A key requirement in all but the simplest MDM solutions is that the matching/consolidation must be carried out in an automated manner, with a Data Steward alerted to take action if needed (e.g. the matching engine incorrectly matches two customers, the Data Steward opens MDS and corrects this). This scenario would be hard to achieve with DQS, as it’s possible to automate the DQS cleaning, but it’s not possible to automate the DQS matching. This is something that I’ve raised connect issues about, here and here.

If your data to be matched into MDS is not coming in on a daily basis, and you therefore need to do more ad-hoc matching to produce your golden Master Data records, then DQS could be for you. The MDS Excel Add-in will give you the capability of matching data that you import into Excel with MDS members, harnessing the power of DQS. An overview of how this works is available here.

Integration Services

SSIS has been around for a long time now and, as many of you will know, contains fuzzy matching components. With the right MDS model design, its possible to carry out a batch based fuzzy match between your master records and end up with a mapping between your the records that exist in your source systems and your MDS golden records. The rough conceptual steps to do this are:

  1. Load the new and changed records from the source systems into a staging area.
  2. Clean and standardise your data. This is actually something that DQS cleaning can help with.
  3. Query your staging area to get the new records that you want to insert/update into Master Data Services.
  4. Now the question arises, do we have an exact or close match for these records already in MDS? While the exact matches are easy to deal with, use the SSIS Fuzzy Lookup component to establish whether there are any approximate matches.
  5. Link the source records to master records (if the match is high enough) using MDS Domain Attributes.
  6. Carry out appropriate inserts and updates into MDS using the MDS staging tables.
  7. Ensure that a Data Steward is alerted in some way if necessary (e.g. if the match threshold is below x% confidence). This can be done with Email or MDS Notifications, for example.

This process can run in batch overnight, with the Data Steward approving or rejecting the matches that SSIS has carried out the following morning. Whilst the above over-simplifies the process and technical work required, hopefully the process makes sense at a high level.

Master Data Services

Although you cannot feed MDS your source data and get it to automatically carry out matching for you, it does actually contain the raw components in order to do this. By this I mean the MDS database contains an assembly called Microsoft.MasterDataServices.DataQuality, which gives you a number of fuzzy matching T-SQL functions. These are called from the MDS front end when you carry out some filtering when viewing entities. Using them just for filtering in the front end really isn’t using the functions to their true capability, but thankfully you can use these functions in your own code.
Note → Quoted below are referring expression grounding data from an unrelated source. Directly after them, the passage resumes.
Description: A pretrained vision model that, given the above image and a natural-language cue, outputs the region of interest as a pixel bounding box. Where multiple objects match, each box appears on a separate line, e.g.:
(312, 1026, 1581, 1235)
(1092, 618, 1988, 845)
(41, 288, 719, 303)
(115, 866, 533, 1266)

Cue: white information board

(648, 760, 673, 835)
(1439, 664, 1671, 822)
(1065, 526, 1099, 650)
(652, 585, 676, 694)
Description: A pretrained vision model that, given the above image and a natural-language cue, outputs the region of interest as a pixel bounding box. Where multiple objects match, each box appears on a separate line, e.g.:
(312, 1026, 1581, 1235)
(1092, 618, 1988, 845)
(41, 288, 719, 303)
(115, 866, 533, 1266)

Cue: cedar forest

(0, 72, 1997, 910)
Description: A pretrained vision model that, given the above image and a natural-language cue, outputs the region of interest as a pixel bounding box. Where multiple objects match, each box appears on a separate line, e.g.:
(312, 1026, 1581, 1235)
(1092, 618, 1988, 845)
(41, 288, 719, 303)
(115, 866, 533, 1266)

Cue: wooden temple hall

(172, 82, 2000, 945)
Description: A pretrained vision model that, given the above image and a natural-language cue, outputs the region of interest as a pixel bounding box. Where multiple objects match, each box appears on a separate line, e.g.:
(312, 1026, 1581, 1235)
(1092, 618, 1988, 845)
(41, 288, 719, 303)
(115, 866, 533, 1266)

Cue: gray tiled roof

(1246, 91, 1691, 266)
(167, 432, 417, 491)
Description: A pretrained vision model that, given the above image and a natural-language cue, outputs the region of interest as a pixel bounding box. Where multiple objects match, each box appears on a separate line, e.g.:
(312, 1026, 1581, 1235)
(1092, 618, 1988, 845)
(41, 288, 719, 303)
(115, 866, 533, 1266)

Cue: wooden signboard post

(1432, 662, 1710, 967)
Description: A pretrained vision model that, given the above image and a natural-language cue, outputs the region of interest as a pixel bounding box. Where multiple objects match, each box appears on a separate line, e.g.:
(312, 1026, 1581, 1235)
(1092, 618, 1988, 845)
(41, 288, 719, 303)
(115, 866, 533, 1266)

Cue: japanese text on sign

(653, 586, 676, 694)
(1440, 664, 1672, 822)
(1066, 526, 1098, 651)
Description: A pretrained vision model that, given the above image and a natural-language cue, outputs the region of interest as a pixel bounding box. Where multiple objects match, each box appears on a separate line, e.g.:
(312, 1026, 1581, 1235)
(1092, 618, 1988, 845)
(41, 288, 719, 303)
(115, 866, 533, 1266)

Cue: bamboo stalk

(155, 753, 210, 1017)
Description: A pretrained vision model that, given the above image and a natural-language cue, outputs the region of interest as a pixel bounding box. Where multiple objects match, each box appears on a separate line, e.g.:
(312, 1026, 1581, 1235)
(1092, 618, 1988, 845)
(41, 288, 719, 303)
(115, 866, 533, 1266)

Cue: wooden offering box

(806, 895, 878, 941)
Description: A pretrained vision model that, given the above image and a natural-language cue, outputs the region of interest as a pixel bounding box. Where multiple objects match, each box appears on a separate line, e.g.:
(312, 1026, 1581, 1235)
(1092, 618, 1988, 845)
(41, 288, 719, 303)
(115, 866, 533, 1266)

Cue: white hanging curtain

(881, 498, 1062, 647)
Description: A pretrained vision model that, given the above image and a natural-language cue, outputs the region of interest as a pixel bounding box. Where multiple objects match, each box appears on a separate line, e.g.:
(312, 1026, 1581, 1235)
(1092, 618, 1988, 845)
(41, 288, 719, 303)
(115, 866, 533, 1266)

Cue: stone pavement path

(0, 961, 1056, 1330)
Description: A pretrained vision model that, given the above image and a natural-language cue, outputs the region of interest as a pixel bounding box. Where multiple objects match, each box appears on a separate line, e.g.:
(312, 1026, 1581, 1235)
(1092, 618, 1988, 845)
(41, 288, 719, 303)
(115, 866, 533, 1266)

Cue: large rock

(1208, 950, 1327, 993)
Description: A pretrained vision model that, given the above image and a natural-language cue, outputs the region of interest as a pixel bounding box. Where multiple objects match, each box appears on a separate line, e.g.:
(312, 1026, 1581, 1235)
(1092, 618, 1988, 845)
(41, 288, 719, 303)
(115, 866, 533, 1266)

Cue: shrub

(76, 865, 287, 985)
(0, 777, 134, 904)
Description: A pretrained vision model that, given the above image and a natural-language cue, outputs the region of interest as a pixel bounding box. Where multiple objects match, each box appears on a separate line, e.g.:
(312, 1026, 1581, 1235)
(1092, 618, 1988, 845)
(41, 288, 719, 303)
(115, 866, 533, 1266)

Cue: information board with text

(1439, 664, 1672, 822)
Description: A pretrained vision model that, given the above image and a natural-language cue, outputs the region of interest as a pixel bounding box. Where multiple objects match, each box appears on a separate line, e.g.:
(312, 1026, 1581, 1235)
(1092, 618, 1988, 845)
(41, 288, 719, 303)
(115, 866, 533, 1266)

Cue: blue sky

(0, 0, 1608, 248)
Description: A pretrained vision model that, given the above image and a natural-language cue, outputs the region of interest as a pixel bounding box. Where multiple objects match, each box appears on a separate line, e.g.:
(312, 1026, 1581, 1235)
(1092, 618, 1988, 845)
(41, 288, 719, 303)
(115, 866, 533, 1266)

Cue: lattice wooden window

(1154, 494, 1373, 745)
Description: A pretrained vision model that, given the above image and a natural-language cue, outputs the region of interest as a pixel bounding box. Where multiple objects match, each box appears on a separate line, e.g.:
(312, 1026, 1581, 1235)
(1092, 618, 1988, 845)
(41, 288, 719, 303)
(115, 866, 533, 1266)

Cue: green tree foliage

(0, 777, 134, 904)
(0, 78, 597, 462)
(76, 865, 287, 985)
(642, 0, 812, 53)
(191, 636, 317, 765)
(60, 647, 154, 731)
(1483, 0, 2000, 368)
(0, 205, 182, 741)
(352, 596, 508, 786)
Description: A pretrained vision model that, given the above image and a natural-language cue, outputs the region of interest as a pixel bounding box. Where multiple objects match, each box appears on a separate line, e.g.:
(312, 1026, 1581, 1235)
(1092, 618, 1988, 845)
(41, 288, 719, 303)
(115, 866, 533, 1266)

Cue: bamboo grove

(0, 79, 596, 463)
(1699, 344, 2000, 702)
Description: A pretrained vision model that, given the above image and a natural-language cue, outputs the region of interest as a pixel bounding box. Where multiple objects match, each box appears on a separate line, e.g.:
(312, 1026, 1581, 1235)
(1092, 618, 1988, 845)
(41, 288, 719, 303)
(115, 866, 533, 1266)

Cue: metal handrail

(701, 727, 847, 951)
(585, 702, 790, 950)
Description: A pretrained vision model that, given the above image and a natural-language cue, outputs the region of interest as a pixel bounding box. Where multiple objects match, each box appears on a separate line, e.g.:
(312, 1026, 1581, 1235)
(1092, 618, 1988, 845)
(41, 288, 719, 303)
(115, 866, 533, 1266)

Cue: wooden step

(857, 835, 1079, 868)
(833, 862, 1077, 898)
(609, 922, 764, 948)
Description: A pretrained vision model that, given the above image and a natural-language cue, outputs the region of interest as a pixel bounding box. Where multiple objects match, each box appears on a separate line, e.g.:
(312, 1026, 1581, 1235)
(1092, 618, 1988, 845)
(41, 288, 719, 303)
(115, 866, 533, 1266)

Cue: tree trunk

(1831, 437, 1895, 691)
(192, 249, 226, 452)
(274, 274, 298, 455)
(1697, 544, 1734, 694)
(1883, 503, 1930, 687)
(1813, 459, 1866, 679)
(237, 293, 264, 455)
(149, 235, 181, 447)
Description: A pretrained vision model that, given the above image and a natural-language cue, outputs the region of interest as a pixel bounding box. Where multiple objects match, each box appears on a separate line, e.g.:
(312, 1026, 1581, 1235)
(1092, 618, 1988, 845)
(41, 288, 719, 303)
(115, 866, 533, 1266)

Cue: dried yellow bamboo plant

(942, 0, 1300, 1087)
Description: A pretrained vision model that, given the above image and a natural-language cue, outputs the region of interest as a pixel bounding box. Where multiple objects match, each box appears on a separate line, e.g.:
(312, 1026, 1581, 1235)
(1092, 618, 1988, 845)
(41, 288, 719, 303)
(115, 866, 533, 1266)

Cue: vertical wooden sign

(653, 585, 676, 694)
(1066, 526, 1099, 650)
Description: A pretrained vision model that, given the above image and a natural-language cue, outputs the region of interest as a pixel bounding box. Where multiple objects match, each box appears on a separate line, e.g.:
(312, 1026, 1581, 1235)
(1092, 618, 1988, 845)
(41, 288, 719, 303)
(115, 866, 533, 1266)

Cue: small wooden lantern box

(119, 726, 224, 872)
You can use the MDS T-SQL functions in a similar way to the conceptual SSIS method outlined above, in order to match and eliminate duplicates. In addition, the MDS web API can also be used to carry out a fuzzy match, as mentioned in this forum post. Retrieving match candidates using a web service may be an attractive option if you’re trying to do real time MDM.

Conclusion

Essentially until it’s possible to automate DQS matching, we have a choice between SSIS and the MDS matching functions. The following e-book gives a very detailed overview of the matches that both are capable of doing. The MDS T-SQL functions are more flexible than the SSIS fuzzy components as you can choose what fuzzy algorithm you want to use, but the SSIS components let you choose between Fuzzy Grouping and Fuzzy Lookup out of the box, without having to write SQL. Although I tend find that both give very good matching results, the MDS T-SQL functions produce slightly better matches in my experience, plus give you the option of trying different algorithms to suit different scenarios.

It’s also worth mentioning that Profisee Maestro (full disclosure, we are a partner) integrates with MDS, offering its own matching algorithms. Maestro also has a front end with the ability to assist with survivorship and approval, which I think is a useful addition to MDS. Speaking of survivorship and approval, there are two options in MDS out-of-the box. The new Master Data Manager web front-end is much improved, but potentially the MDS Excel Add-In allows a bit more flexibility for survivorship carried out by a Data Steward, just due to its natural ability for filling/copying/pasting/filtering.

So overall, due to the various improvements, Master Data Services is now capable of tackling more complex MDM scenarios than in the 2008 R2 version.